2011-2012 Season Recap
The Washington Capitals had quite a wacky 2011-2012 season as the team played under two coaches, Bruce Boudreau and Dale Hunter , but almost advanced to the semi-finals of Stanley Cup playoffs. The team entered the season with high expectations, a new goaltender in Tomas Vokoun but failed to produce. Capitals coach, Bruce Boudreau was fired in the early part of the season leading to the hiring of Dale Hunter. Hunter developed this Capitals team to a defenisve team. Players started blocking shots. Not just the grinders, but scorers like Alex Semin. However, the offense did struggle mainly due the Hunter’s new defensive system. Expect new head coach, Adam Oates to employ a more aggressive system, but to rely on Wasington’s defense. Alex Ovechkin had a down year offensively, only producing 38 goals and 27 assists. The team barely made the playoffs, but surpised many when they got there. Joel Ward stunned the Boston Bruins in game seven of the first round, cementing Washington to second round contest against the New York Rangers. The Capitals battled hard, but just didn’t have the talent to beat the New York Rangers. Braden Holtby was outstanding in net for Washington, averaging less than two goals a game in net. Overall a good season for the Capitals, but fans must be getting sick of seeing Washington eliminated with such high expectations.
The Capitals added some important role players this off season. On the first day of free agency, Washington signed former Toronto Maple Leafs forward, Joey Crabb. Crabb should earn a chance to play on Washington’s penalty kill while potentially playing on the Capitals third forward line. George McPhee also inked Wojtek Wolski, still a young player but has struggled staying healthy the past two seasons. Wolski could potentially play on Washington’s second forward unit, along side Mike Ribeiro and another winger, possibly Marcus Johansson. The biggest addition for the Capitals did come on draft day as Washington acquired center Mike Ribeiro from the Dallas Stars in exchange for prospect Cody Eakin and a draft pick. The Capitals also made an impact last season signing defense man, Cameron Schilling to an entry level deal after his season ended with Miami University of Ohio. Schilling spent time in Hershey following the ending of his college season and could see time with the Capitals this season.

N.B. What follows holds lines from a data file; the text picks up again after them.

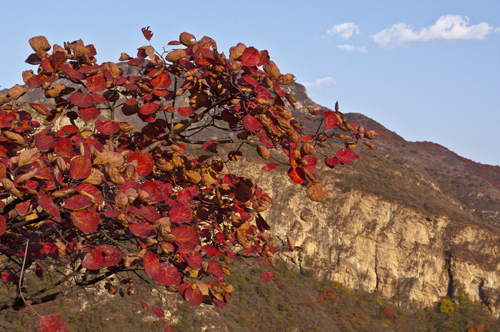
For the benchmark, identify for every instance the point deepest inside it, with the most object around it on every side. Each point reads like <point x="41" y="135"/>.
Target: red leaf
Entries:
<point x="185" y="196"/>
<point x="77" y="202"/>
<point x="94" y="260"/>
<point x="195" y="260"/>
<point x="168" y="275"/>
<point x="185" y="111"/>
<point x="251" y="124"/>
<point x="112" y="255"/>
<point x="147" y="33"/>
<point x="191" y="293"/>
<point x="107" y="127"/>
<point x="35" y="80"/>
<point x="180" y="213"/>
<point x="46" y="202"/>
<point x="9" y="276"/>
<point x="52" y="323"/>
<point x="210" y="146"/>
<point x="80" y="168"/>
<point x="68" y="70"/>
<point x="269" y="167"/>
<point x="40" y="109"/>
<point x="215" y="269"/>
<point x="96" y="83"/>
<point x="250" y="57"/>
<point x="158" y="312"/>
<point x="153" y="189"/>
<point x="161" y="82"/>
<point x="67" y="130"/>
<point x="345" y="155"/>
<point x="307" y="138"/>
<point x="91" y="190"/>
<point x="3" y="225"/>
<point x="330" y="120"/>
<point x="63" y="147"/>
<point x="86" y="221"/>
<point x="297" y="175"/>
<point x="264" y="57"/>
<point x="89" y="114"/>
<point x="39" y="272"/>
<point x="81" y="99"/>
<point x="151" y="264"/>
<point x="262" y="225"/>
<point x="143" y="229"/>
<point x="44" y="142"/>
<point x="149" y="108"/>
<point x="332" y="162"/>
<point x="145" y="163"/>
<point x="99" y="99"/>
<point x="186" y="236"/>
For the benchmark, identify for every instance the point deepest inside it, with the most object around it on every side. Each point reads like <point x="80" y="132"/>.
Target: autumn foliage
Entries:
<point x="114" y="198"/>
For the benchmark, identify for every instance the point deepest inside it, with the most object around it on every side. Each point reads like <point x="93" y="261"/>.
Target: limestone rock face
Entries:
<point x="367" y="243"/>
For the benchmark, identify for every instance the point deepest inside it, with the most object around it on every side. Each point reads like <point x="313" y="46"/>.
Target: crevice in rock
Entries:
<point x="483" y="296"/>
<point x="450" y="275"/>
<point x="376" y="265"/>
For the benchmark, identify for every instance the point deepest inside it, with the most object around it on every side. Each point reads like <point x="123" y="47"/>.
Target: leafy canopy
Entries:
<point x="103" y="198"/>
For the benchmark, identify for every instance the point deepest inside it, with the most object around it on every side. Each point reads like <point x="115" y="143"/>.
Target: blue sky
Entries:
<point x="428" y="70"/>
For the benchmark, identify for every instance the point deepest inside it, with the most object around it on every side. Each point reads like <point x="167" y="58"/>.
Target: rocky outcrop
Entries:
<point x="367" y="243"/>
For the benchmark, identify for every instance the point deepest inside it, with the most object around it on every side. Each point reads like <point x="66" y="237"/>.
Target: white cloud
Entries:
<point x="347" y="47"/>
<point x="344" y="30"/>
<point x="447" y="27"/>
<point x="318" y="84"/>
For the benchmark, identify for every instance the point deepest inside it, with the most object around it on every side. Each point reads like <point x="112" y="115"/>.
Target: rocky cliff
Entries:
<point x="367" y="243"/>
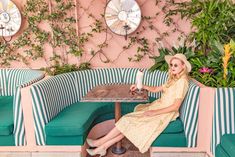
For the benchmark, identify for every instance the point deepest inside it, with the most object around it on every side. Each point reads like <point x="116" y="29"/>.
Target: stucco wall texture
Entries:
<point x="114" y="51"/>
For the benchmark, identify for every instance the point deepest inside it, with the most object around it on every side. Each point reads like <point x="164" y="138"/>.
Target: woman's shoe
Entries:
<point x="101" y="152"/>
<point x="90" y="142"/>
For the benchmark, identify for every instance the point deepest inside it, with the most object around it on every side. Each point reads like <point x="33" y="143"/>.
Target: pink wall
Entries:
<point x="114" y="51"/>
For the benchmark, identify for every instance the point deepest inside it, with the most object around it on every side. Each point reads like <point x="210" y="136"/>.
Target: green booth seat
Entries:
<point x="226" y="148"/>
<point x="223" y="131"/>
<point x="11" y="116"/>
<point x="61" y="119"/>
<point x="72" y="125"/>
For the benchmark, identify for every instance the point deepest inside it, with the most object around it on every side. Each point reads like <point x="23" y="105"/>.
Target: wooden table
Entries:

The biggest loss for the Capitals this off season was highly touted scorer, Alex Semin. Semin signed a one year deal worth seven million with the division rival Carolina Hurricanes, likely due to a high asking price. Tomas Vokoun also left the team this off season, signing with the Pittsburgh Penguins to play as a backup goalie between Marc-Andre Fleury. Other than Semin leaving, George McPhee was able to keep the young core intact, but still needs to sign restricted free agent John Carlson for the long term.
Perhaps the biggest key to the Capitals season will be their defensive core. One player who can make an impact is Dmitry Orlov. Orlov played a majority of his 2011-2012 season in Washington, but didn’t see much time in the postseason. Orlov is capable of becoming a solid two way defense man and an offensive skilled defense man who could play the point on Washington’s power play. Another player to look for this season is young defensive prospect, Cameron Schilling. Schilling has been compared to Karl Alzner, but could have more offensive production than Alzner when he begins his career in the NHL.
Under the Radar
With some many young players pushing for spots in the everyday lineup, veterans could elevate their game this season. One player who could is forward, Marcus Johansson. Johansson registered 14 goals and 32 assists for Washington last year and had the fourth most points scored on the entire Capitals roster. With the departure of Alex Semin, Johnansson could fill in on the second line with Mike Ribeiro and Wojtek Wolski, while playing on the first power play unit.
Season Outlook for 2012-2013
Washington stayed young this off season, maintaining their plan for the future. The Capitals are a year or two away from returning to a contender, but could easily reach the conference finals if their young players develop quickly. This year will be crucial, most for the Capitals goalies moving forward, with Braden Holtby and Michal Neuvirth set to battle to become the starting net minder. New players need to help produce offensively, as Washington’s scoring has diminished the past few seasons. Ovechkin must return to his form from year’s past if he wants to lead this team to a Stanley Cup. Who knows, if Braden Holtby plays like he did last postseason the Capitals could be playing in June.